In patients who have not responded to an anti-OCD medication or whose response has been inadequate (about 40% of any large series of patients), the clinician can consider adding one of the following drugs: risperidone 0.5-6.0 mg/day; buspirone 60-90 mg/day; olanzapine 2.5-20 mg/day (weight gain is a problem); trazodone 150-600 mg/day; or, L-tryptophan 2 gm twice daily, plus pindolol 2.5 mg three times daily, plus niacinamide 500 mg daily. One starts with a small dose and increases the dose weekly to the likely therapeutic range, as necessary and as tolerated. Response should be evident within two weeks at a given dose, except for trazodone and the L-tryptophan combination, which may take four to six weeks to produce a substantial effect.

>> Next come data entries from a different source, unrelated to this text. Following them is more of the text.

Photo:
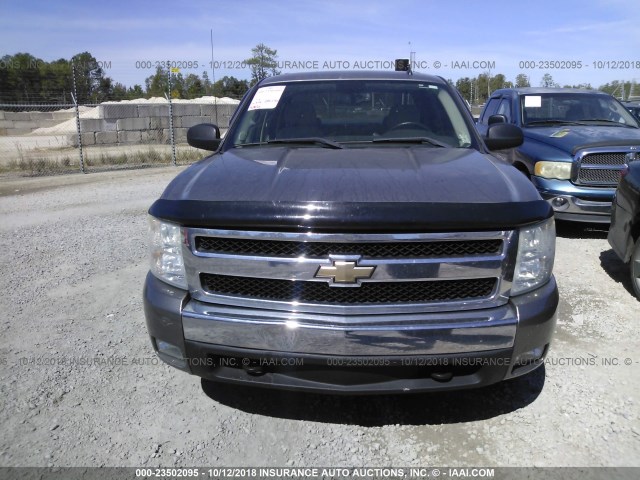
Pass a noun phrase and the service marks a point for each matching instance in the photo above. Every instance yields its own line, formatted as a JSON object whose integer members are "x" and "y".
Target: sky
{"x": 574, "y": 41}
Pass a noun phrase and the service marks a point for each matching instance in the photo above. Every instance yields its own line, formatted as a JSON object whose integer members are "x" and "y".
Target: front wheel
{"x": 635, "y": 268}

For severely anxious OCD patients, gabapentin 300-3600 mg/day or clonazepam 1-4 mg/day or lorazepam 1-4 mg/day are often helpful. No data support the practice of combining two SSRIs. However, European clinicians are combining clomipramine 50-150 mg with fluvoxamine (50-150 mg), fluoxetine (20-40 mg), sertraline (50-100 mg) or citalopram 40 mg/day and claiming success in many patients unresponsive to either drug alone. When clomipramine is combined with any SSRI other than citalopram, one must monitor blood levels of clomipramine and desmethylclomipramine to avoid cardiac and CNS toxicity. Aim for clomipramine levels of 225-350 ng/ml and combined clomipramine and desmethylclomipramine levels of < or = to 500 ng/ml in blood samples drawn about 12 hours after a dose; steady state takes two to three weeks to achieve. Note that Asian patients may require smaller doses of clomipramine than Caucasians. Unpleasant side effects such as sedation, sexual dysfunction, and weight gain (20-30 lbs.) can lead patients to discontinue clomipramine or SSRIs. Rare reports of akathisia, bleeding, easy bruising and dyskinesias exist. A variety of management strategies can be implemented. Anorgasmia or reduced libido may respond to bupropion 75-150 mg/day, buspirone 15-60 mg, amantadine 100-400 mg/day, methylphenidate 10-20 mg/day, dexedrine 5-10 mg/day or yohimbine 5.4-16.2 mg; additional drugs that may help anorgasmia include sildenafil, mirtazapine and nefazodone. Queasiness is usually transient (weeks) and can be minimized by lowering the dose and titrating up slowly. Diarrhea may respond to taking lactobacillus acidophilus capsules once or twice daily.